A 19-Year-Old Student With Declining Grades and Odd Behavior

Anne McBride, MD; Glen Xiong, MD

Disclosures

December 26, 2018

The psychotic symptoms of schizophrenia typically emerge between late adolescence and the mid-30s, with peak onset often in the early to mid-20s in males and the late 20s in females. Cognitive impairment is commonly associated with schizophrenia and contributes to the disability associated with the disorder even when other symptoms are in remission. Approximately 20% of individuals with schizophrenia have a favorable course, with a smaller percentage completely recovering.[1]

The DSM-5 classifies 11 different conditions under "schizophrenia spectrum and other psychotic disorders." "Schizotypal personality disorder" describes a pervasive pattern of social and interpersonal deficits beginning by early adulthood (although sometimes by childhood or adolescence). Individuals with schizotypal personality disorder may have reduced capacity for close relationships, cognitive or perceptual disturbances, and behavioral eccentricities.

The DSM-5 criteria for delusional disorder include one or more prominent delusions for 1 month or more, but no other significant psychotic symptoms. Delusions can include bizarre content.

Brief psychotic disorder includes similar criteria to schizophrenia but lasts more than 1 day and less than 1 month. Schizophreniform disorder includes the same criteria as schizophrenia, with the exception that the duration of the disorder is less than 6 months and functional decline is not required for the diagnosis.[1]

The DSM-5 criteria for schizoaffective disorder include an uninterrupted period during which a major mood episode, such as major depressive or manic episode, is concurrent with the active symptoms of schizophrenia. In addition, an individual has delusions or hallucinations for 2 or more weeks in the absence of a major mood episode, and symptoms that meet criteria for a major mood episode are present for most of the illness.

Psychotic disorders may be due to other conditions, such as substance/medication-induced psychotic disorders. In substance-induced psychotic disorder, symptoms generally cease in a reasonable time after exposure to the substance, medication, or toxin is stopped.[1]
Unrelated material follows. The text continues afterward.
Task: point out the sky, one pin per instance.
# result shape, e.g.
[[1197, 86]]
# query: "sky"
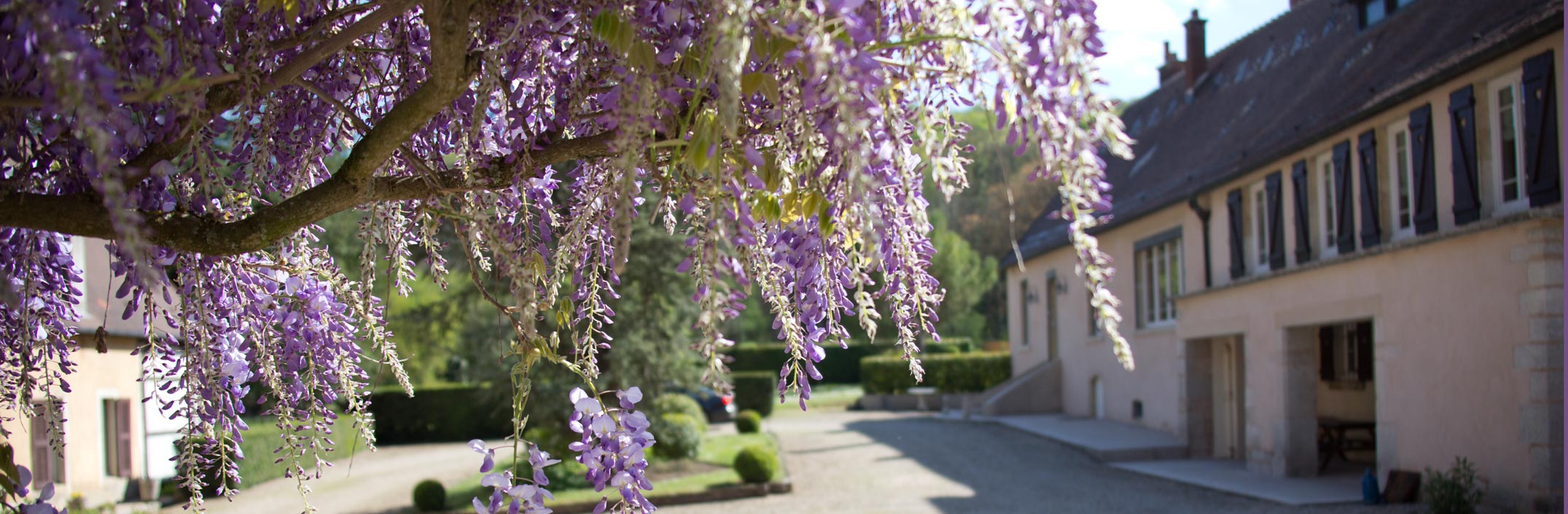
[[1134, 34]]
Catatonia may occur in different disorders, including neurodevelopmental, psychotic, affective, or other mental disorders or be due to another medical condition.[1]
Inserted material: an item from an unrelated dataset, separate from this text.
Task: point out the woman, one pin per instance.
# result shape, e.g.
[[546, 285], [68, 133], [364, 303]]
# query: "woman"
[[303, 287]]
"Other specified schizophrenia spectrum and other psychotic disorders" involve presentations in which symptoms do not meet the full criteria for another schizophrenia spectrum and other psychotic disorder, but they cause significant distress or functional impairment and the clinician chooses to specify why the disorder meets insufficient criteria.[1]

Examples of presentations that can be specified using the "other specified" designation include persistent auditory hallucinations, delusions with significant overlapping mood episodes, attenuated psychosis syndrome, and delusional symptoms in the partner of individual with delusional disorder.[1]

"Unspecified schizophrenia spectrum and other psychotic disorder" is a category that applies to presentations in which symptoms do not meet the full criteria for another schizophrenia spectrum and other psychotic disorder but cause significant distress or functional impairment, the clinician chooses not to specify why the disorder meets insufficient criteria, or there is insufficient information to make a more specific diagnosis.[1]